X_train = np.array([[1,2.2,3.2,5],[5,.9,1.2,9.5],[4,3,6,9],[-.3,-2.5,1.1,5.1],[-.6,-2.6,10.1,5.1]])
y_train = np.array([1,1,0,1,2])

# Script/loop number 1:

tf.random.set_seed(1234)      # Outside of loop
lambdas = [0.01, 0.05]             # Only 2 lambdas now
models=[None] * len(lambdas)
probs_list_random_out_ofloop = []               # Added to capture the probabilities
for i in range(len(lambdas)):
    lambda_ = lambdas[i]
    models[i] =  Sequential( [
            Dense(8, activation = 'relu', kernel_regularizer=tf.keras.regularizers.l2(lambda_)),
            Dense(4, activation = 'relu', kernel_regularizer=tf.keras.regularizers.l2(lambda_)),
            Dense(3, activation = 'linear') ] )
    models[i].compile(
        loss=tf.keras.losses.SparseCategoricalCrossentropy(from_logits=True),
        optimizer=tf.keras.optimizers.Adam(0.01),)
    models[i].fit(X_train,y_train, epochs=20 )
    probs = tf.nn.sigmoid(models[i].predict(X_train)).numpy()
    probs_list_random_out_ofloop.append(probs)            # Capture probs here

# Script/loop number 2:

lambdas = [0.01, 0.05]                                     # Only 2 lambdas now
models=[None] * len(lambdas)
probs_list_random_inloop = []               # Added to capture the probabilities
for i in range(len(lambdas)):
    tf.random.set_seed(1234)      # Inside of loop
    lambda_ = lambdas[i]
    models[i] =  Sequential( [
            Dense(8, activation = 'relu', kernel_regularizer=tf.keras.regularizers.l2(lambda_)),
            Dense(4, activation = 'relu', kernel_regularizer=tf.keras.regularizers.l2(lambda_)),
            Dense(3, activation = 'linear') ] )
    models[i].compile(
        loss=tf.keras.losses.SparseCategoricalCrossentropy(from_logits=True),
        optimizer=tf.keras.optimizers.Adam(0.01),)
    models[i].fit(X_train,y_train, epochs=20 )
    probs = tf.nn.sigmoid(models[i].predict(X_train)).numpy()
    probs_list_random_inloop.append(probs)            # Capture probs here

print('first iteration prob comparison:\n',probs_list_random_out_ofloop[0] == probs_list_random_inloop[0])
print('first iteration prob comparison:\n',probs_list_random_out_ofloop[1] == probs_list_random_inloop[1])

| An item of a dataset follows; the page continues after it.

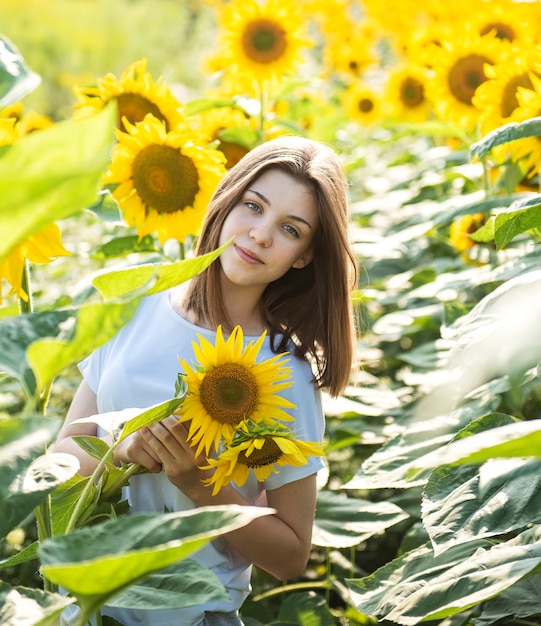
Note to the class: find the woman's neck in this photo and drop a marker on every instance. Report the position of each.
(242, 307)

###########################################

The second NN that is solved for, for the second lambda, has a different answer (different probabilities) depending on when you initialize the parameters.

Question: Does it matter where/when we initialize? To me it makes sense that you initialize the parameters before each .fit (within the loop). Any thoughts or explanation of this?

Thanks.
ps - apologies for not knowing how to put code into the question in a different format, and instead just pasting the text directly in.

Hello Navead @naveadjensen!!

That’s a very good question!

I support to set the random seed inside the for loop, because in that way your model always begins with the same parameters, and then the only difference becomes the lambda value. Consequently, the only cause of the difference among the models would be the lambda value which aligns with the objective of the experiment.

Cheers,
Raymond

PS: I modified your post for formatting your code. To see what I have changed, please edit your post.